In recent years the profusion of social networking sites online has dragged Spalding’s bookworm parlor game kicking and screaming into the wired world, where Amazon Wishlists, Netflix Queues and MySpace playlists trumpet everyone’s media libraries–and their artistic tastes, discerning or otherwise. In August 2005, when Spalding quietly launched LibraryThing.com as a pet project for cataloguing his own library, he didn’t realize he was giving book lovers a new way to connect. Or to strut their collections, like a doctor’s office approvingly festooned with mounted degrees.

“For many people, their personal libraries are an important indicator of who they are. Whereas the first social networking sites all presupposed connections between friends, we did away with the concept altogether; your connection here is through books themselves.”

The premise of LibraryThing.com is that in building your virtual library, you’ll be inexplicably drawn to the far reaches of others’ stacks. Users enter the ISBNs or titles of their books and a virtual shelf is erected, featuring the edition-appropriate cover and all. They can then tag books or use the existing information slurped from Library of Congress metadata. A simple field indicates how many and which of your books are shared with the wider LibraryThing community, and with whom. Groups and forums exist to enable users to strike up dialogue and congregate.

LibraryThing.com’s users run far afield of librarians and academics, and the frequent reviews of it as a literary MySpace have doubtless helped spread the word. From the Cincinnati College of Morticians to rare collectors, a wide community of book fiends is represented. Spalding recalls a few New Orleans area users logging on, post-Katrina, and trying to virtually recreate the physical libraries they lost. Ultimately, LibraryThing.com’s about our own compulsion to collect and our intimate relationship with books.

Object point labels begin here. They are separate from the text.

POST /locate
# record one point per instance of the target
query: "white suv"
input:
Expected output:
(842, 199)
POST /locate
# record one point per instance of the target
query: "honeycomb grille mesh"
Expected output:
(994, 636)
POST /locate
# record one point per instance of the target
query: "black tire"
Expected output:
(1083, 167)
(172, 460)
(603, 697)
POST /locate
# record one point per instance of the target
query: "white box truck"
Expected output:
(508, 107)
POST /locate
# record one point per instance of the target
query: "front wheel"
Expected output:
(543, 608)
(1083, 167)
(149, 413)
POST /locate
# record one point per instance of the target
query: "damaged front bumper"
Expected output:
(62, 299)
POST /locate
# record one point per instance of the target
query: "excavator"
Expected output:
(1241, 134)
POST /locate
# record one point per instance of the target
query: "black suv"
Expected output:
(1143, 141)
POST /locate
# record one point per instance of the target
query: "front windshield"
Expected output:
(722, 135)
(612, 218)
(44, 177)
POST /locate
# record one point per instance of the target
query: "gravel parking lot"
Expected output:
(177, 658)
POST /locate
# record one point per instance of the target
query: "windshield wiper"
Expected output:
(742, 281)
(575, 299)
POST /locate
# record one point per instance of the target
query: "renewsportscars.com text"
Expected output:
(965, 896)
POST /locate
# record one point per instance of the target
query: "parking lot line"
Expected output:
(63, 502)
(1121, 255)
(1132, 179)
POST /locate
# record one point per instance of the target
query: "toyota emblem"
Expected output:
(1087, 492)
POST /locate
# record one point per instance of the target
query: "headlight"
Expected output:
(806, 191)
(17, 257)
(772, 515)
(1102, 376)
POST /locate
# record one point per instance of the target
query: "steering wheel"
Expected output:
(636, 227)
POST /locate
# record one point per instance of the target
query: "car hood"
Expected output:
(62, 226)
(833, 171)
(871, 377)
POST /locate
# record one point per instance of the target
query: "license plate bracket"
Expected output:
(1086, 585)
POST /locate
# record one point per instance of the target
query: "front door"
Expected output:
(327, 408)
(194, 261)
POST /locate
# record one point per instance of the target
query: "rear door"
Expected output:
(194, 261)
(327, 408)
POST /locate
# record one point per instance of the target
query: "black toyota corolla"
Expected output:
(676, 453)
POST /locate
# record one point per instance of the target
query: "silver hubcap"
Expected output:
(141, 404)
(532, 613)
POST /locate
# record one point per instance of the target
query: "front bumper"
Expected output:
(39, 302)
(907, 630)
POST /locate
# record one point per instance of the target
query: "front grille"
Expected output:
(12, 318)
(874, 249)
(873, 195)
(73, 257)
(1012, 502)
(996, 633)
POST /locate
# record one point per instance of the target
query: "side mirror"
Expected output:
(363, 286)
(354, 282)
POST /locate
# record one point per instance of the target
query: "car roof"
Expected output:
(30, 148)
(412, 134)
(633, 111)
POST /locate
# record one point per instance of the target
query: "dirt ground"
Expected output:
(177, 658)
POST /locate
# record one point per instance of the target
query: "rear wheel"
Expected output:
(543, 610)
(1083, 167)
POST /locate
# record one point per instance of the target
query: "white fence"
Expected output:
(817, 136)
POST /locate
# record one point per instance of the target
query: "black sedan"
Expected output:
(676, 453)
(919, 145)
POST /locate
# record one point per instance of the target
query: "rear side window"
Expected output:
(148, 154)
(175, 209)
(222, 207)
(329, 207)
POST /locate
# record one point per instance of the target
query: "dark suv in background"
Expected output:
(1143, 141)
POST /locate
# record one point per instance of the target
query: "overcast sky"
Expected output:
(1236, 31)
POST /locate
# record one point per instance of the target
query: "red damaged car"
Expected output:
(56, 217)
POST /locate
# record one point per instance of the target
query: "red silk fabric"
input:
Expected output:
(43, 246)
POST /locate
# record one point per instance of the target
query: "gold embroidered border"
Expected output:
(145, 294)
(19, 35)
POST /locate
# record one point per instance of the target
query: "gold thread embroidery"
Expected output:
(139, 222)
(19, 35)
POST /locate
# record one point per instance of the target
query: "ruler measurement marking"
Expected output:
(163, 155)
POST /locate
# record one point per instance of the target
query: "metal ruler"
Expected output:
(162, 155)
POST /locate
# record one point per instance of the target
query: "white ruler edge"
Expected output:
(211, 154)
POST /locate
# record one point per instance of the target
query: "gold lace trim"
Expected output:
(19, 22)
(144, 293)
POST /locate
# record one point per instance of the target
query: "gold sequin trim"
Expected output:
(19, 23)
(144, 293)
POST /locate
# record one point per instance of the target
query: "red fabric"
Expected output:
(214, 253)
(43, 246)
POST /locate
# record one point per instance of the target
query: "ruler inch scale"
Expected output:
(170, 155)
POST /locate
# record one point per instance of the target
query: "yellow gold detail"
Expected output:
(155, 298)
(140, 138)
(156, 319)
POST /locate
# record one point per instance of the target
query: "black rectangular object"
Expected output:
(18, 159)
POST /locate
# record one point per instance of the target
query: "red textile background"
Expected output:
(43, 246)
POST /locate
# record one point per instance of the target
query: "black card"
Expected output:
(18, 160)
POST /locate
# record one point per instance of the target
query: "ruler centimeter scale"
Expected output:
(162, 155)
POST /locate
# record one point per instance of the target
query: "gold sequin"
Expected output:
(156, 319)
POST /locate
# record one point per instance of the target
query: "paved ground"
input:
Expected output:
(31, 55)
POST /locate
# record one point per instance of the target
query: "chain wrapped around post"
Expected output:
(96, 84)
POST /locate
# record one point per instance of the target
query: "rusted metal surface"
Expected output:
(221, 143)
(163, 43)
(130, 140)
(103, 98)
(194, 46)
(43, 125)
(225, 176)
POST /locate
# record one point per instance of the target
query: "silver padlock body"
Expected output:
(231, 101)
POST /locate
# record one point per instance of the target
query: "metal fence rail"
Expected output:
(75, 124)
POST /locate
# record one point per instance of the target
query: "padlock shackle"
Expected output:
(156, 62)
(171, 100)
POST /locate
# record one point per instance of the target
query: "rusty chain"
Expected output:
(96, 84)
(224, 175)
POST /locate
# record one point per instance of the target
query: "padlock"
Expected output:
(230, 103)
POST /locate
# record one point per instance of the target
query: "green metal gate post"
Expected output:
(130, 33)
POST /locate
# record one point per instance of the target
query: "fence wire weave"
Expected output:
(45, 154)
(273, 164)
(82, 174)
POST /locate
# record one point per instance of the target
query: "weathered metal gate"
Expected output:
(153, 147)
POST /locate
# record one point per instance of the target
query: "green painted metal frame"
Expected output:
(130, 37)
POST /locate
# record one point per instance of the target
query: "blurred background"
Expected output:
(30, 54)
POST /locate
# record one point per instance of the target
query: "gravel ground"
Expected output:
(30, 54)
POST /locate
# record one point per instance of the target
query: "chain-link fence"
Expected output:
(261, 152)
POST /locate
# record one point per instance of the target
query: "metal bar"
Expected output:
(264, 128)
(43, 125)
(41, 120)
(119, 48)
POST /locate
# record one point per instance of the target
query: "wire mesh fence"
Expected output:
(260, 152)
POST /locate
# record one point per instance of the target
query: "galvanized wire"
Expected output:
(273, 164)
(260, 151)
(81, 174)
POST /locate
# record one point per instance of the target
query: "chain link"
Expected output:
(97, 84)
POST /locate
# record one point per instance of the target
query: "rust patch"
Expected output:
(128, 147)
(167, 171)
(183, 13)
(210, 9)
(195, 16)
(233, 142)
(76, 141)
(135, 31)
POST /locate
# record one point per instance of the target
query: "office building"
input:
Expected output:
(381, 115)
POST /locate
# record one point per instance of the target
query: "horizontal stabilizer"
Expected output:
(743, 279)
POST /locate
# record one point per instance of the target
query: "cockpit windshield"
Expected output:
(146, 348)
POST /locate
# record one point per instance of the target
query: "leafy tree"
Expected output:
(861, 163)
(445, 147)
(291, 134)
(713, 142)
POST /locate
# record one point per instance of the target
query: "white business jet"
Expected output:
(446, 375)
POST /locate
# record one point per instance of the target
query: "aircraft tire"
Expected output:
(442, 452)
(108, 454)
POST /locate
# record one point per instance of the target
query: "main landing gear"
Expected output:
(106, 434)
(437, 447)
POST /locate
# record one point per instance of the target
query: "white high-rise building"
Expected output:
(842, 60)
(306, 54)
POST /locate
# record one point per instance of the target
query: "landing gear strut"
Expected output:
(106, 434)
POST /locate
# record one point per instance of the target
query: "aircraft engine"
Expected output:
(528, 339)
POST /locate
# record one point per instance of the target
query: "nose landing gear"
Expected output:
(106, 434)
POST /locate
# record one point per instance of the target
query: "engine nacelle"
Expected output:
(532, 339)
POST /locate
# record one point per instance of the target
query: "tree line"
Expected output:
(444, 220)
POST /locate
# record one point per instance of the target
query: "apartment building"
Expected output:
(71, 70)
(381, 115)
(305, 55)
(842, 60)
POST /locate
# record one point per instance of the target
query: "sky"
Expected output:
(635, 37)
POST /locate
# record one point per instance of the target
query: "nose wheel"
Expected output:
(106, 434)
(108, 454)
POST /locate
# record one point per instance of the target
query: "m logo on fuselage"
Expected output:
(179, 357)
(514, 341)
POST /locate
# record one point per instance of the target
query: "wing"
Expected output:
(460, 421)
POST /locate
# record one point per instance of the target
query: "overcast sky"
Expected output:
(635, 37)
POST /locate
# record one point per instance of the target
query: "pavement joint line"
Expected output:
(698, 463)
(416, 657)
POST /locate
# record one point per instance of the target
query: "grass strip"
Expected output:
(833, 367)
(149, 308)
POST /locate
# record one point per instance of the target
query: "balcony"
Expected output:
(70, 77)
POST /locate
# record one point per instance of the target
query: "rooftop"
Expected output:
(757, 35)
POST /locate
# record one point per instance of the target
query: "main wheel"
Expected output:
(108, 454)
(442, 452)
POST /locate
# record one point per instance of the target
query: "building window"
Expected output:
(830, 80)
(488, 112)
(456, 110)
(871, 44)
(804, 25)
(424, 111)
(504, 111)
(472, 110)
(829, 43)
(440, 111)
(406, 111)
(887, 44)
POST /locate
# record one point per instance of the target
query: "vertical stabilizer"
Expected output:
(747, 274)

“There is a certain measure of exhibitionism and voyeurism going on in LibraryThing,” Spalding allows, although it’s a far cry from the shrill, pouting kid-scapes of MySpace or Friendster. “We don’t have that meat market thing happening.”

Maybe not, but some still find the idea declasse. George Murray, co-founder of the popular Bookninja literary blog, sees in LibraryThing.com “the digital equivalent of nice shelving or display cases.” Murray believes half the pleasure of searching out a book in his own cluttered stacks is the process of unearthing foregotten volumes and their associated memories, but acknowledges that the site is probably better suited to “the Moleskine and fountain pen set.” He’s reminded of a childhood analogy: “Like those little suitcases we used to get as kids that lined our Hotwheels and Matchbox cars up in orderly rows. Any kid could have a lot of cars, but the kid with his cars organized was a connisseur.”

While old-fashioned books show few signs of imminent demise, are virtual libraries and the increased use of metadata to parse our possessions–and in voyeurs’ eyes, our selves–taking us further from our books, or reacquainting us with them in new ways? Even if we’re not hurtling fast towards some Platonic ideal of the book, it looks like our bookshelves are already well on their way.